The Story
Why it exists.
The beginning
Gino Percontino designed Agar Wood in 2020 as a meditation on the material that gives the fragrance its name. Agarwood, oud, is one of perfumery's most prized and polarizing ingredients: resin-soaked heartwood that forms when aquilaria trees respond to infection. The name isn't metaphor. It's the point. Percontino built outward from that base rather than using it as a finishing accent, placing oud at the center of a composition that asks what British restraint looks like when applied to something as bold as agarwood. The result sits somewhere between the brand's leather-goods heritage and a quieter vision of masculine luxury, refined without being precious, confident without being loud.
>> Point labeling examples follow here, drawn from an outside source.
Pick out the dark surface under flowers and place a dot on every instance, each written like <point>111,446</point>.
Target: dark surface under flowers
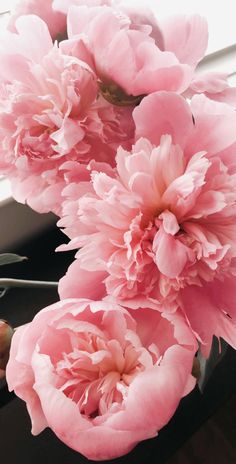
<point>16,442</point>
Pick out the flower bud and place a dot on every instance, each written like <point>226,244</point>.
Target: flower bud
<point>6,332</point>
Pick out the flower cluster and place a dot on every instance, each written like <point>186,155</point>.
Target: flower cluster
<point>106,122</point>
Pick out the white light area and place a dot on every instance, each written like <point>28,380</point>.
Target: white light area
<point>219,14</point>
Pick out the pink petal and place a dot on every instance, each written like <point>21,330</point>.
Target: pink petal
<point>78,283</point>
<point>187,37</point>
<point>176,118</point>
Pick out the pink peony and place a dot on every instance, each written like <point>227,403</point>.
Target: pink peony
<point>50,114</point>
<point>163,226</point>
<point>131,54</point>
<point>55,20</point>
<point>100,377</point>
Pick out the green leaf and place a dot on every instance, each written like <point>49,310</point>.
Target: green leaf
<point>10,258</point>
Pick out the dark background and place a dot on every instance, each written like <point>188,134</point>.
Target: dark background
<point>203,430</point>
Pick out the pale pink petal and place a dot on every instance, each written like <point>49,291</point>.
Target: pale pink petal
<point>186,36</point>
<point>176,118</point>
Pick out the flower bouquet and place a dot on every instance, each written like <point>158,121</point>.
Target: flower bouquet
<point>106,122</point>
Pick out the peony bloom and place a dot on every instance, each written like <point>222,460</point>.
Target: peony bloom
<point>131,54</point>
<point>55,20</point>
<point>6,333</point>
<point>100,377</point>
<point>50,114</point>
<point>163,225</point>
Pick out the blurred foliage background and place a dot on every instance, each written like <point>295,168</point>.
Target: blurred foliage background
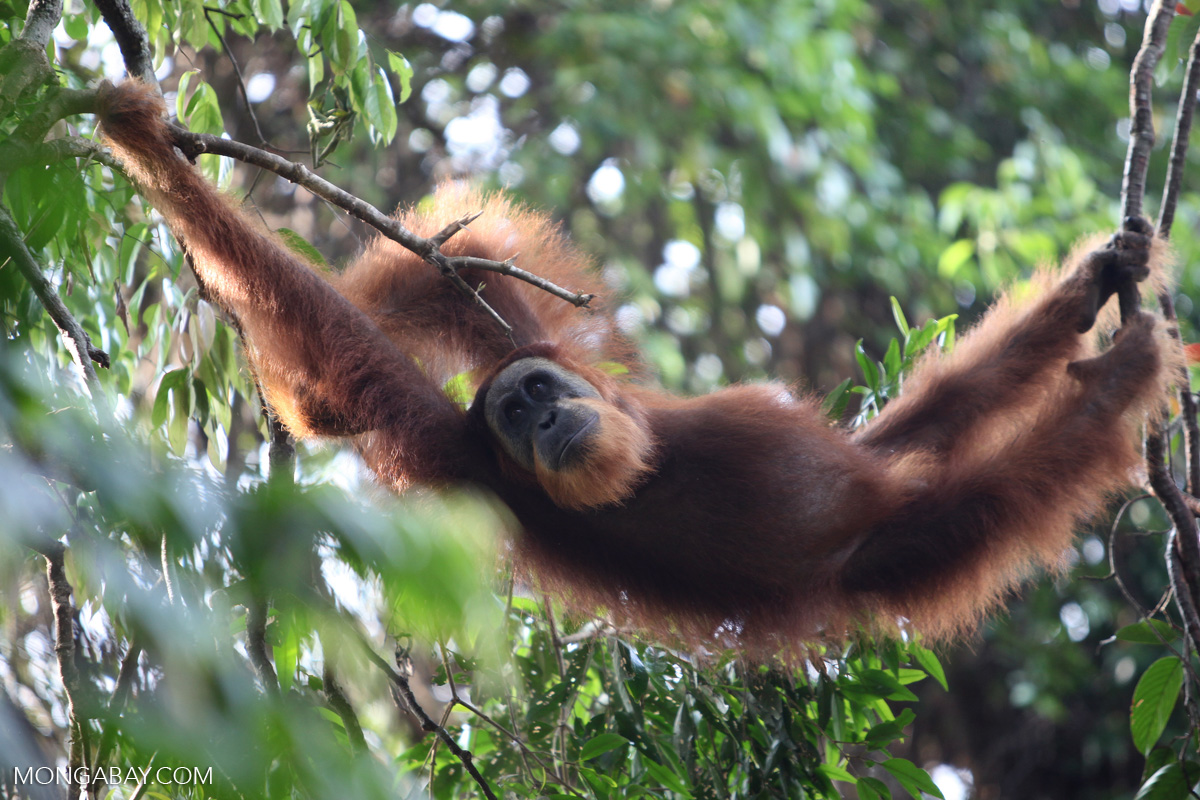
<point>756,180</point>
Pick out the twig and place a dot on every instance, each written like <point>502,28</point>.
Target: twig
<point>23,60</point>
<point>237,71</point>
<point>193,144</point>
<point>65,653</point>
<point>1187,543</point>
<point>1141,131</point>
<point>1141,138</point>
<point>342,708</point>
<point>12,250</point>
<point>117,703</point>
<point>457,699</point>
<point>131,37</point>
<point>1167,216</point>
<point>405,692</point>
<point>256,644</point>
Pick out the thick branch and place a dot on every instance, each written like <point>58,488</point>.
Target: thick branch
<point>131,37</point>
<point>1141,132</point>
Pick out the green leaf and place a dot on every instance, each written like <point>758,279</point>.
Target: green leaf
<point>898,314</point>
<point>270,12</point>
<point>460,389</point>
<point>342,36</point>
<point>173,379</point>
<point>835,773</point>
<point>381,107</point>
<point>1153,699</point>
<point>885,684</point>
<point>892,361</point>
<point>835,403</point>
<point>954,257</point>
<point>871,788</point>
<point>601,744</point>
<point>911,777</point>
<point>613,367</point>
<point>669,780</point>
<point>201,112</point>
<point>76,26</point>
<point>403,71</point>
<point>301,247</point>
<point>870,370</point>
<point>929,662</point>
<point>1170,782</point>
<point>1151,631</point>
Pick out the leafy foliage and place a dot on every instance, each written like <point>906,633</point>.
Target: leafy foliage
<point>761,181</point>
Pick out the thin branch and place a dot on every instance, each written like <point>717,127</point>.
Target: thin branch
<point>131,37</point>
<point>65,653</point>
<point>41,19</point>
<point>193,144</point>
<point>457,699</point>
<point>256,644</point>
<point>117,703</point>
<point>1141,138</point>
<point>1171,499</point>
<point>237,71</point>
<point>342,708</point>
<point>23,62</point>
<point>1167,216</point>
<point>1180,140</point>
<point>12,250</point>
<point>1141,131</point>
<point>443,236</point>
<point>405,692</point>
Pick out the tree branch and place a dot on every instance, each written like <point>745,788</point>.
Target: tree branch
<point>256,644</point>
<point>1186,573</point>
<point>342,708</point>
<point>408,701</point>
<point>193,144</point>
<point>65,653</point>
<point>12,250</point>
<point>131,37</point>
<point>1141,131</point>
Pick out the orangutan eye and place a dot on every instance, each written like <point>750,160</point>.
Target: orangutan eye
<point>538,389</point>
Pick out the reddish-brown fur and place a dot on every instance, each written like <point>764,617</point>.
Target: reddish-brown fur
<point>751,518</point>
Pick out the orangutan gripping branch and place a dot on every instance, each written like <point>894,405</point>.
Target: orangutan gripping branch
<point>742,510</point>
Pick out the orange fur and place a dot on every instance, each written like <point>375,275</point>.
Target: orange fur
<point>737,517</point>
<point>619,459</point>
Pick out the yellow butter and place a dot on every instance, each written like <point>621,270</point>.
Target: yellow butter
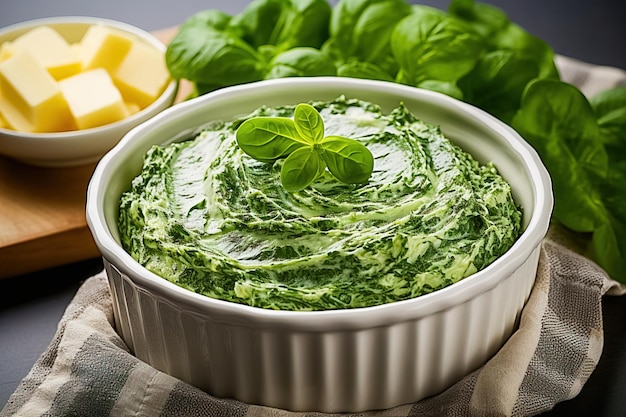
<point>50,50</point>
<point>30,99</point>
<point>104,47</point>
<point>131,108</point>
<point>93,99</point>
<point>142,75</point>
<point>6,51</point>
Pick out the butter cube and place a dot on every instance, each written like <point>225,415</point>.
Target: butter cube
<point>104,47</point>
<point>131,108</point>
<point>6,51</point>
<point>30,99</point>
<point>142,75</point>
<point>50,50</point>
<point>93,98</point>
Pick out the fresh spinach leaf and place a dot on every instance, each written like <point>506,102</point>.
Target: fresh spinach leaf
<point>300,62</point>
<point>309,123</point>
<point>449,88</point>
<point>207,55</point>
<point>284,24</point>
<point>301,141</point>
<point>497,82</point>
<point>365,70</point>
<point>431,45</point>
<point>483,18</point>
<point>269,138</point>
<point>347,159</point>
<point>301,168</point>
<point>212,18</point>
<point>361,29</point>
<point>558,121</point>
<point>610,108</point>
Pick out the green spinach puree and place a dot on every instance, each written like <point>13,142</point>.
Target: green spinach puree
<point>209,218</point>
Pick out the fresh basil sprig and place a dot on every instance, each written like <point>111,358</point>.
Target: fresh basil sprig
<point>307,151</point>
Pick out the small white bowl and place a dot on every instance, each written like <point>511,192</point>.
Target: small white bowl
<point>84,146</point>
<point>328,361</point>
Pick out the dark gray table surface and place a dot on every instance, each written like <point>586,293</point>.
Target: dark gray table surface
<point>31,305</point>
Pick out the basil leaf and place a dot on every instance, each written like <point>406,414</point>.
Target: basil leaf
<point>309,123</point>
<point>365,70</point>
<point>347,159</point>
<point>207,55</point>
<point>268,138</point>
<point>610,108</point>
<point>431,45</point>
<point>497,82</point>
<point>301,168</point>
<point>300,62</point>
<point>559,123</point>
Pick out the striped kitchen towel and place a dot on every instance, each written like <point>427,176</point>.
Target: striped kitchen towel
<point>87,370</point>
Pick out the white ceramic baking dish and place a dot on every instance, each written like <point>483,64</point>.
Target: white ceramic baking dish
<point>328,361</point>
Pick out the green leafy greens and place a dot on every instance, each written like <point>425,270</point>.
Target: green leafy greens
<point>306,150</point>
<point>472,52</point>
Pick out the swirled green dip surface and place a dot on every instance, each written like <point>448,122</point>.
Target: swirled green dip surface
<point>207,217</point>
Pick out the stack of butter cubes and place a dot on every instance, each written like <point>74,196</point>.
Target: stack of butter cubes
<point>50,85</point>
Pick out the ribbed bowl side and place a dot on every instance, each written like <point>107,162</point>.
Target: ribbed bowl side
<point>349,370</point>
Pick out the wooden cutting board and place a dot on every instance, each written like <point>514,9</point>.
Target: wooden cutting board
<point>42,211</point>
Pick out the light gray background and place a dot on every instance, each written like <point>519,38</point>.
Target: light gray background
<point>590,30</point>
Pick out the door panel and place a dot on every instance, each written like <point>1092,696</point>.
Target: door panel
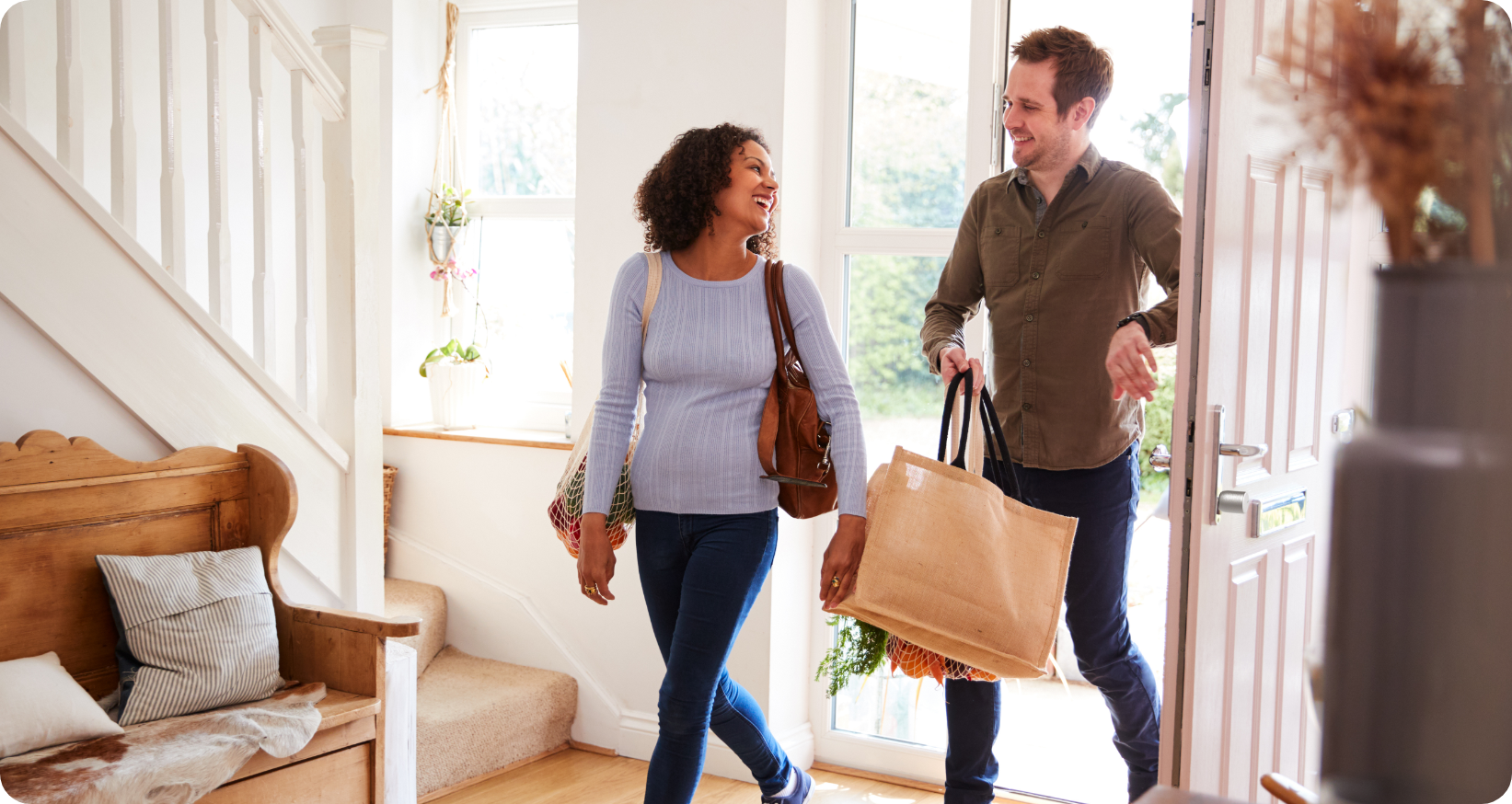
<point>1269,287</point>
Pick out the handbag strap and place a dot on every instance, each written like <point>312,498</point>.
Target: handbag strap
<point>778,312</point>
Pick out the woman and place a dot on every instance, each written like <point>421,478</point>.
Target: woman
<point>707,523</point>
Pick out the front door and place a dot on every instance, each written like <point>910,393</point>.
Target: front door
<point>1263,327</point>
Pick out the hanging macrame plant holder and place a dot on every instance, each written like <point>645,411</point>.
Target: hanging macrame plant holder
<point>442,237</point>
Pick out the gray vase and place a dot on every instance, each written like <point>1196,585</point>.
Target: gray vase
<point>1418,647</point>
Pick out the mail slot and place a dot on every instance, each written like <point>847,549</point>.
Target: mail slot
<point>1278,512</point>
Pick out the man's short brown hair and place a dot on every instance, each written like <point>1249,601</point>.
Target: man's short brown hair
<point>1083,70</point>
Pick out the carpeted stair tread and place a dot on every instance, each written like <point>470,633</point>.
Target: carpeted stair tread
<point>427,602</point>
<point>477,715</point>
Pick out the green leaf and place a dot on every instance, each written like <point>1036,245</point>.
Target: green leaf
<point>860,650</point>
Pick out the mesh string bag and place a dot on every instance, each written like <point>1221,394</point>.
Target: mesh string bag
<point>917,662</point>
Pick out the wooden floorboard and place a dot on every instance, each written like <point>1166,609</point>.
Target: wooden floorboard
<point>580,777</point>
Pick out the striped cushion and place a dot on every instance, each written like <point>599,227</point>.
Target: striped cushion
<point>197,632</point>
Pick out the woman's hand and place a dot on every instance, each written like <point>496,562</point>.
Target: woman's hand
<point>841,561</point>
<point>594,559</point>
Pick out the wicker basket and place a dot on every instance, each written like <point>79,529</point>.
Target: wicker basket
<point>387,503</point>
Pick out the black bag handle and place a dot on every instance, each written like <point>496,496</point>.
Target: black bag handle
<point>995,442</point>
<point>965,427</point>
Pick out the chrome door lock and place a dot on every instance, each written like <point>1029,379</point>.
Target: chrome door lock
<point>1160,458</point>
<point>1228,502</point>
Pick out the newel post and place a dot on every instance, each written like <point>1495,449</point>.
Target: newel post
<point>354,209</point>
The heart of this composition is the black iris, a material that doesn't get deployed casually. Iris root (orris) requires years of curing before it develops the powdery, violet-like character that makes it one of perfumery's most expensive ingredients. Here it threads between the fresh opening and the deeper base, adding a soft floral dimension that prevents the oud and tobacco from becoming heavy or one-dimensional. The Sichuan pepper from Nepal adds an aromatic, slightly citrusy bite that lifts the bergamot's brightness without competing with it.
The evolution
The opening is brisk. Bergamot and Sichuan pepper hit clean and recede within twenty minutes, leaving space for what comes next. The heart arrives gradually, iris powder blooms first, then the blue cypress and violet leaf add a quiet green undertone that keeps things from becoming too soft. Around the ninety-minute mark the base begins to assert itself. The oud emerges not as a single bold statement but as a slow settling, its resinous depth deepening the composition without overwhelming it. Tobacco enters around the three-hour mark, weaving with the suede into a warm, almost smoky leather that feels like something worn and lived in. The drydown holds close to skin, a quiet, persistent presence that the next morning reveals as a faint trace of oud and tobacco on fabric.
Cultural impact
Dunhill entered this landscape with Agar Wood, taking a distinctly British stance: restraint over opulence, structure over spectacle. Rather than competing on oud intensity, the house positioned its composition as an evolution of its heritage leather-tobacco identity. This was a deliberate alternative to the performative excess that defined much of the oud category at the time. The fragrance offered a way to engage with the material through compositional rigor rather than raw declaration, speaking to those who valued nuance alongside luxury.